Spotlighted Student: WIlliam Corkery '17
Details
After graduation, William will be returning to JP Morgan as a research analyst.
Playing soccer for a college with strong academics was priority for William Corkery '17. Haverford’s soccer Coach Shane Rineer saw Will playing at a game and the recruiting began. After Will, who plays center midfield, visited the campus and did an overnight with the men’s soccer team, he witnessed firsthand the comradery and closeness of the team.
Will had been mathematically and natural science oriented through high school with an affinity for finance, stocks and the market. When he took Professor David Owens’ Introduction to Economics he was introduced to the blending of math, science and finance. It was perfectly suited to his interests. He continued taking economics courses and added a Statistics Minor to his Economics major. Econometrics with Professor Anne Preston, and Professor Carola Binder’s Junior Research Seminar on The Federal Reserve, have been economic course highlights. One of Will’s most thrilling moments was when Professor Carola Binder’s class went to Washington, DC to meet with Federal Reserve past President and economist Ben Bernanke.

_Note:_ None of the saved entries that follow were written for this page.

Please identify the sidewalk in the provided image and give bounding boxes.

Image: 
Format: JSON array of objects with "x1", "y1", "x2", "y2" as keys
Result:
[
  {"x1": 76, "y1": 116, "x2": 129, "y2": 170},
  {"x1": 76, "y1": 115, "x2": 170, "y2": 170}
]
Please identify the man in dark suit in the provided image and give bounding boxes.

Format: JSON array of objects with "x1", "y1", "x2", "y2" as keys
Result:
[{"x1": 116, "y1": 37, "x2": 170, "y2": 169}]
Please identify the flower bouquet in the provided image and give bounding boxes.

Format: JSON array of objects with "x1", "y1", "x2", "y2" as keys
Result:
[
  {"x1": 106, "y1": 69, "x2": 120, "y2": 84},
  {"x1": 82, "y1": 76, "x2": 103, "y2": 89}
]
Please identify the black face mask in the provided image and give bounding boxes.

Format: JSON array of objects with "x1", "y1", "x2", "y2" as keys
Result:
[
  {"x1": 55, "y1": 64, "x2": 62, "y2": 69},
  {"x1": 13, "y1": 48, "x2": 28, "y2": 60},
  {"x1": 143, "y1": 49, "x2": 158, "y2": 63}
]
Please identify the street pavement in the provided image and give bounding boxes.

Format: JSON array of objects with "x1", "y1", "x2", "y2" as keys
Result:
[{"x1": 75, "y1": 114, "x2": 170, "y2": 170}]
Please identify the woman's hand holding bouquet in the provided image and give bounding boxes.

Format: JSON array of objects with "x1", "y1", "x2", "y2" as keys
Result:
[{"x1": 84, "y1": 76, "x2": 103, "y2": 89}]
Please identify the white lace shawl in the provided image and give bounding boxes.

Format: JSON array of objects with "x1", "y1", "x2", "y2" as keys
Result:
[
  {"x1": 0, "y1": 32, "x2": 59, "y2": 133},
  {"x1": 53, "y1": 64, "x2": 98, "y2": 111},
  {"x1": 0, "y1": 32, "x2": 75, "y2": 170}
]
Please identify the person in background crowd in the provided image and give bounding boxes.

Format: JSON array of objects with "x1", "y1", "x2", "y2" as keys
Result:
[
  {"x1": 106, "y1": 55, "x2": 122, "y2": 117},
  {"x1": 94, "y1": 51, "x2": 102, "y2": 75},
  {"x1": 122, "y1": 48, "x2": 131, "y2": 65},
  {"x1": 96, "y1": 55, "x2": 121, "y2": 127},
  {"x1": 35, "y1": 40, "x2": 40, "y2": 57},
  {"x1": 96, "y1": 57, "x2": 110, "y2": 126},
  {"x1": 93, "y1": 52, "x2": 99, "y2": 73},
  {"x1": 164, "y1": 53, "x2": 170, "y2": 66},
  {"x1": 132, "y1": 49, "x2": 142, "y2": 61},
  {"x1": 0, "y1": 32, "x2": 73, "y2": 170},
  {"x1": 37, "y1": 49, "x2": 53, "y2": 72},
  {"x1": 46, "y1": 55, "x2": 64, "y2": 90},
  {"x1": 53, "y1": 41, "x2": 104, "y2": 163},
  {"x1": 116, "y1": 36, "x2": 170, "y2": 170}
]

Serving as the Chief Economist for Haverford Investments Gurus, Will advises the club members on investment strategies by staying on top of world news and Federal Reserve policies.
Will has enriched his undergraduate education with summer internships. The summer following his freshman year he worked for Ceres Technologies, a mergers and acquisitions advisory firm in his hometown of Needham, Massachusetts. As an intern he learned about the processes of evaluating and appraising technological businesses in the laser and optics industry.
After his sophomore year he spent the summer working in Conshohocken, PA for John Templeton Foundation, an endowment management firm. His primary role as an intern was to monitor portfolios invested in Blue Chip stocks.
This past summer he lived in New York City and worked for JP Morgan’s Alternatives Team where he served as a researcher focused on real estate investments, hedge-funds and private equity assets. After he graduates he is returning to JP Morgan as a research analyst with aspirations of going to business school with a career in equity.
Will’s thesis will be investigating housing prices in the United States, looking through the lens of housing bubble rises and falls. More specifically he will look at previous housing price increases and their subsequent falls to attempt to find a better predictor of future home prices than through typical methods. Typical methods for forecasting home prices use lagged data, survey data and expert predictions for the trend in home prices. Alternately he will be using search query data to see if it is a better predictor for forecasting home prices. The benefit of search query data is instantaneous access to data, and people are more honest with Google searches than they are with survey questions. Using Google Trends data on housing related searches, he aims to create an index to predict future home prices. This is in line with a lot of recent literature coming out on the topic of ‘nowcasting’ and using search query data to improve economic forecasting models. “I hope to find this search query data to be a better predictor of home price fluctuations and potentially to add to the literature on housing bubbles,” says Will.